Azure App Services enable logging for applications hosted on the platform. Logs are stored in the file system and can be accessed in several ways. The most common method is to use the Kudu console, which is a web-based tool used to manage applications. By logging into the Kudu console, users can access the LogFiles directory, which contains the log files for the application. Alternatively, users can also access the log files through FTP or the Azure Portal. All log files are stored in the LogFiles directory, located in the www-root folder. Finally, users can also use the Azure Log Stream feature to view the log files in real-time. This feature is especially useful for debugging applications in production environments.

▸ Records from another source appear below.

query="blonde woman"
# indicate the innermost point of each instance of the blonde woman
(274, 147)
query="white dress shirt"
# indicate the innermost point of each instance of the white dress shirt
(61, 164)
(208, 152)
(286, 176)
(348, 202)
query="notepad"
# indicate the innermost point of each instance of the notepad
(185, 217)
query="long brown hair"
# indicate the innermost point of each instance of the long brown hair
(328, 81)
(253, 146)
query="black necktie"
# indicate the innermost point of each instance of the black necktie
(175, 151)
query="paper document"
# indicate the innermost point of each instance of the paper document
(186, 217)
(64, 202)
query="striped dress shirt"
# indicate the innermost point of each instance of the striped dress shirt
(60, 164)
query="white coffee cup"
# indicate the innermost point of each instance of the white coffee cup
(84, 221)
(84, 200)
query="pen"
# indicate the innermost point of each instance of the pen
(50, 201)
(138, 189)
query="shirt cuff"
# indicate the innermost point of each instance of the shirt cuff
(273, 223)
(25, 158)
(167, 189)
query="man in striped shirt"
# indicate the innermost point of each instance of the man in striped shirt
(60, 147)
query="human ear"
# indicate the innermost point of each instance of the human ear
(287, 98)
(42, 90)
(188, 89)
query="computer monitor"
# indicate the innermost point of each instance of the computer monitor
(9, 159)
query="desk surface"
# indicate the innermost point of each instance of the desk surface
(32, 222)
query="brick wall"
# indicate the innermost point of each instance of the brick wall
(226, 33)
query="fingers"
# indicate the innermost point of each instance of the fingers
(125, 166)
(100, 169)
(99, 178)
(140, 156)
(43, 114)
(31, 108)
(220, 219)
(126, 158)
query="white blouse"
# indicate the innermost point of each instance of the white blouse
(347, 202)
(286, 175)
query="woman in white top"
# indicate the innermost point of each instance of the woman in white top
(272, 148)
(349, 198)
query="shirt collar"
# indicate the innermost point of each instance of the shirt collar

Access to an Azure App Service can be granted in several ways. Firstly, by enabling Azure Active Directory authentication and assigning role-based access control to specific users. Secondly, by creating an IP Address Restriction rule, allowing access only to a specific set of IP addresses. Thirdly, by using the URL Rewrite module to restrict access to specific URLs. Lastly, by setting up an App Service Environment, which provides a private and isolated network environment that can be used to restrict access.

Registry Access

Azure app services provide access to the registry via the Azure Container Registry (ACR) service. The ACR allows you to store and manage Docker images, as well as other types of container images. Access to the registry can be managed via role-based access control (RBAC) or through using the Azure CLI. Alternatively, the images can be accessed through the Azure portal. Additionally, Azure provides the ability to configure webhooks to trigger tasks when images are pushed to the registry.